White Smoke

We have a new Pope, Joseph Ratzinger, elected as the 265th pope of the Catholic Church. He will now be known as Benedict the XVI. This conclave that first had two failed votes marked by black smoke. Conclave is a latin word meaning “with key.” A neat thing about this too is that Clave is not key in Spanish, but password.

Now my first question was, why does the Pope get a new name? Here is the answer. After the new Pope is electe he is then asked by what name he wants to be called. The first pope to change his name was John II in 533. His given name, Mercury, was considered inappropriate since it was the name of a pagan god. Another pope in 983 took the name John XIV because his given name was Peter. Reverence for the first pope precluded his becoming Peter II. At the end of the first millennium a couple of non-Italian popes changed their names to ones that their people could more easily pronounce. The custom of changing one’s name became common around the year 1009. The last pope to keep his own name was Marcellus II, elected in 1555.

This Pope from Germany worked closely with John Paul II as a cardinal and in many issues played the bad cop, good cop routine. His first mass this morning however seemed a lot more scaled back and he seems to have taken a softer position on many issues. From his age I see this Pope as a transitional Pope, but who knows, he might be with us for many years to come. The election of this new Pope, in my eyes, has fueled a Catholic comeback in many ways. I think that people coming back to Faith is an important thing. I do pray to God that he leads this man to do great work and to continue the wonderful legacy of John Paul II.

3 Responses to White Smoke

  1. It would be good for all Christianity, Catholic or not, to have a fairly stable Catholic Church and to see the Pope as a Role Model to lead it.
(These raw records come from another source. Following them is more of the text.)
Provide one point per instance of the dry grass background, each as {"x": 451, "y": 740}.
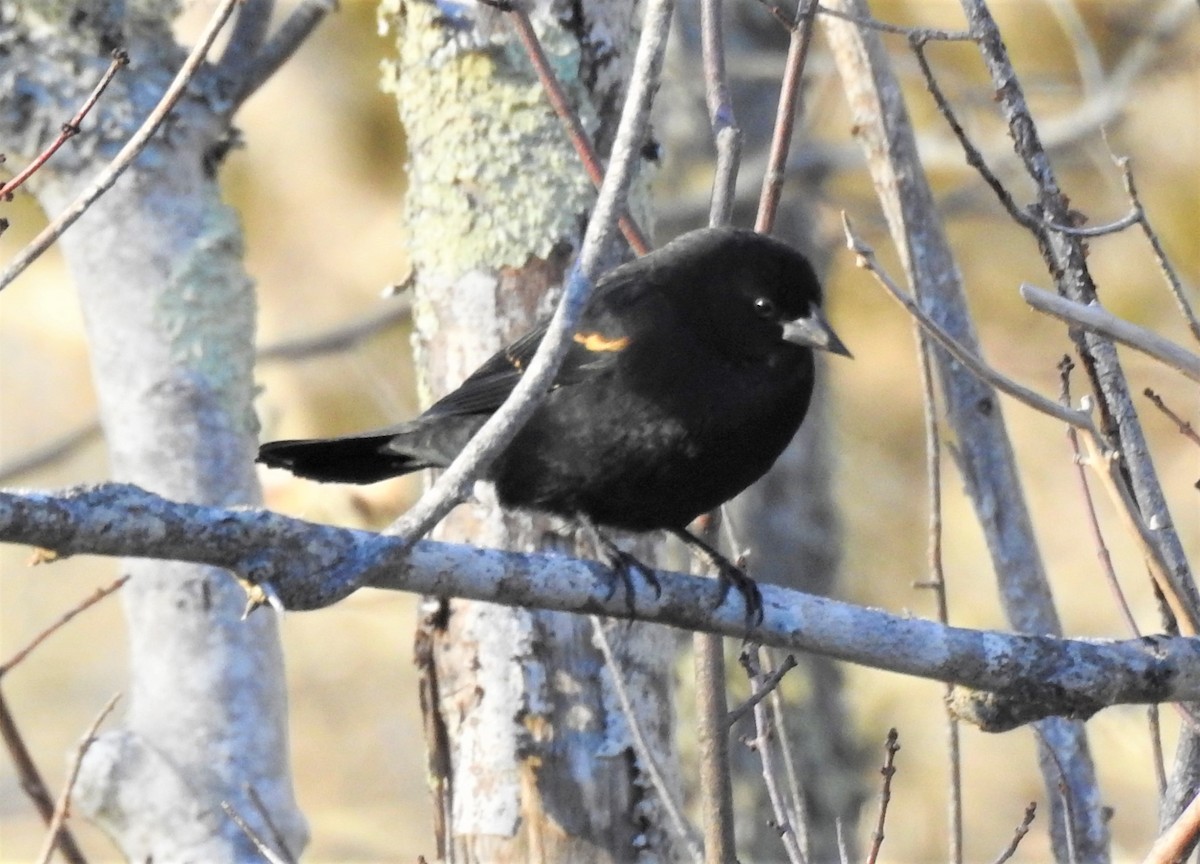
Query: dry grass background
{"x": 318, "y": 186}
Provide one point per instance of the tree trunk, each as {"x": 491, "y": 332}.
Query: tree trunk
{"x": 531, "y": 756}
{"x": 169, "y": 316}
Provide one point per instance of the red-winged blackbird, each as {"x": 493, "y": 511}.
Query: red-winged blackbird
{"x": 689, "y": 373}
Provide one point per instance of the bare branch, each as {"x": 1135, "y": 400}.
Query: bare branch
{"x": 684, "y": 831}
{"x": 785, "y": 115}
{"x": 246, "y": 39}
{"x": 937, "y": 577}
{"x": 763, "y": 688}
{"x": 580, "y": 138}
{"x": 765, "y": 732}
{"x": 1177, "y": 841}
{"x": 269, "y": 855}
{"x": 1098, "y": 319}
{"x": 83, "y": 606}
{"x": 124, "y": 159}
{"x": 281, "y": 46}
{"x": 33, "y": 784}
{"x": 891, "y": 748}
{"x": 1185, "y": 427}
{"x": 504, "y": 424}
{"x": 60, "y": 808}
{"x": 865, "y": 259}
{"x": 310, "y": 564}
{"x": 70, "y": 129}
{"x": 1164, "y": 263}
{"x": 1019, "y": 834}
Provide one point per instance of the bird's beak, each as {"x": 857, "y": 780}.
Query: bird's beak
{"x": 815, "y": 333}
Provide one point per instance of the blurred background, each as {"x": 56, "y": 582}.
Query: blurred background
{"x": 319, "y": 184}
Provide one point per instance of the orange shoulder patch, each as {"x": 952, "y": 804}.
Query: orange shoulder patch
{"x": 599, "y": 342}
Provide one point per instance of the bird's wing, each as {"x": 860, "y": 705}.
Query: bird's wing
{"x": 595, "y": 347}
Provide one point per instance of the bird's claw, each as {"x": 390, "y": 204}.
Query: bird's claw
{"x": 623, "y": 564}
{"x": 732, "y": 576}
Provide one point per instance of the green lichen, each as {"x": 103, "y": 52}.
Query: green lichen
{"x": 209, "y": 311}
{"x": 492, "y": 178}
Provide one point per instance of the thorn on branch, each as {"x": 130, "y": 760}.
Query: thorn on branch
{"x": 1186, "y": 429}
{"x": 70, "y": 129}
{"x": 1019, "y": 834}
{"x": 891, "y": 748}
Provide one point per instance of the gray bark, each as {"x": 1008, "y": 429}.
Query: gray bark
{"x": 987, "y": 462}
{"x": 169, "y": 316}
{"x": 531, "y": 756}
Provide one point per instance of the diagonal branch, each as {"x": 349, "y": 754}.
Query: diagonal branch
{"x": 1098, "y": 319}
{"x": 507, "y": 421}
{"x": 1036, "y": 676}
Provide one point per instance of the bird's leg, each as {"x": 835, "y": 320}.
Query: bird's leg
{"x": 727, "y": 575}
{"x": 621, "y": 562}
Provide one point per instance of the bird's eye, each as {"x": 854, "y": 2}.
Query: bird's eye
{"x": 765, "y": 307}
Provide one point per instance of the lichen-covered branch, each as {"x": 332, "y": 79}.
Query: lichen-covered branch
{"x": 1033, "y": 676}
    I feel that if the current difficulties in the church (priests and altar boys, mostly) had occured with John Paul II was younger healthier, he would’ve dealt with it much more strongly and decisively. Maybe Benedict will do better, but he is 80.

    Who knows.

  2. Pingback: Hillside Meditations

  3. amen to the last sentence. thanks for the little history with the constitution standard for names when elected as pope.. interesting how the last pope who kept his name was in 1555.. wow.. that’s sooo long ago!